When this year’s STEM Challenge began, I knew that I wanted to help bring a workshop to the Glazer Children’s Museum in Tampa, where I am now the President and CEO. Our workshop included regional educators throughout the K-12 spectrum, our community librarians, and kids from 5th to 8th grade
At the Glazer, we are not known for doing work with middle school students at all. Actually, our survey confirmed that most of the workshop participants weren’t coming to our museum. I anticipated this, as our local perception is that the museum is geared towards much younger children. What I didn’t expect was the parents.

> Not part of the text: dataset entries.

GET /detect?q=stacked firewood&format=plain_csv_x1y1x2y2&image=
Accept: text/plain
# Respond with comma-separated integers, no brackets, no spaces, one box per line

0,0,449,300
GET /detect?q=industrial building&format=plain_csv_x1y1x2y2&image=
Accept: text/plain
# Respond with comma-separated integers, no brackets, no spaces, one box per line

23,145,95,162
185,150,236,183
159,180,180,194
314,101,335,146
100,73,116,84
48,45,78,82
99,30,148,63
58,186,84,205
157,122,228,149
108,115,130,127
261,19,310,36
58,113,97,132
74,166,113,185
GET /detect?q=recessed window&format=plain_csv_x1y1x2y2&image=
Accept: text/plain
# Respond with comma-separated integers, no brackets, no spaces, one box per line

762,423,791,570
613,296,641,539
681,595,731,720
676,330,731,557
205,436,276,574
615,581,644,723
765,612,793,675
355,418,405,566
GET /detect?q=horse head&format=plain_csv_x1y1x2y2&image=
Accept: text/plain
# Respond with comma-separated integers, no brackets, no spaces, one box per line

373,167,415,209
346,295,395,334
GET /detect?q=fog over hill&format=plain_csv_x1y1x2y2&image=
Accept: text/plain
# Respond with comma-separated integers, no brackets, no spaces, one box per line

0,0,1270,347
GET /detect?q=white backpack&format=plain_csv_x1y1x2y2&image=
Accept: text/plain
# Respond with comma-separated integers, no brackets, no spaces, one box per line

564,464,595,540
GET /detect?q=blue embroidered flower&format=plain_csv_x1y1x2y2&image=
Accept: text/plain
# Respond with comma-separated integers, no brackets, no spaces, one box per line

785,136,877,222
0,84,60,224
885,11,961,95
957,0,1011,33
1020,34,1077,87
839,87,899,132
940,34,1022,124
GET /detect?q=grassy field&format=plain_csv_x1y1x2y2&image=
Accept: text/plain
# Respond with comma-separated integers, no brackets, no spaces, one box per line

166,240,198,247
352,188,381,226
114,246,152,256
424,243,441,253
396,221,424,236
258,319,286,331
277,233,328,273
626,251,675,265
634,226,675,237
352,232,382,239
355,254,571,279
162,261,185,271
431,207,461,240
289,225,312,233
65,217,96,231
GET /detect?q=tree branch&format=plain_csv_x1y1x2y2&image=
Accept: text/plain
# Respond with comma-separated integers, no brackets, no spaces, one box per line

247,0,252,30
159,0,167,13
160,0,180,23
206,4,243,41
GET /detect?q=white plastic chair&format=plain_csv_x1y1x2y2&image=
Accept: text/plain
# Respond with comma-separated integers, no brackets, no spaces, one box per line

Parents decided not to drop off their kids, but rather work with them for three hours on a Saturday afternoon. There were diverse races of parents with kids of varying ages, even some as young as my daughter (who is 9). The parents were fully engaged with their kids. They admitted to loving games, but they weren’t there to satisfy themselves, but rather to elevate their children. They were modding, strategizing, and playing. They legitimized what is so often marginalized: that games can teach and bring families together. This is the highest role of any museum – to help our visitors (no matter how old), rise to their full potential because of something that sparked their imagination when they were with us.
Now, we’re even more excited to partner with the Joan Ganz Cooney Center and the STEM Challenge team on initiatives for early learning and STEM, led by Michael Levine and Lisa Guernsey, both amazing advocates and forward-thinkers in the early childhood sector. We are creating, together, a true set of critical thinkers, STEM-prepared and engaged like no other generation before them. We are using games to invest in our kids’ fullest potential. If you haven’t yet, encourage YOUR child to enter the National STEM Video Game Challenge. By putting what they are imagining about a game onto paper, you give them the opportunity to “play” in the world, with their unique vision paving the way.
Jennifer Stancil is the President and CEO of the Glazer Children’s Museum in Tampa, Florida. Her first love is Atari; she and her family engage in lots of games for learning.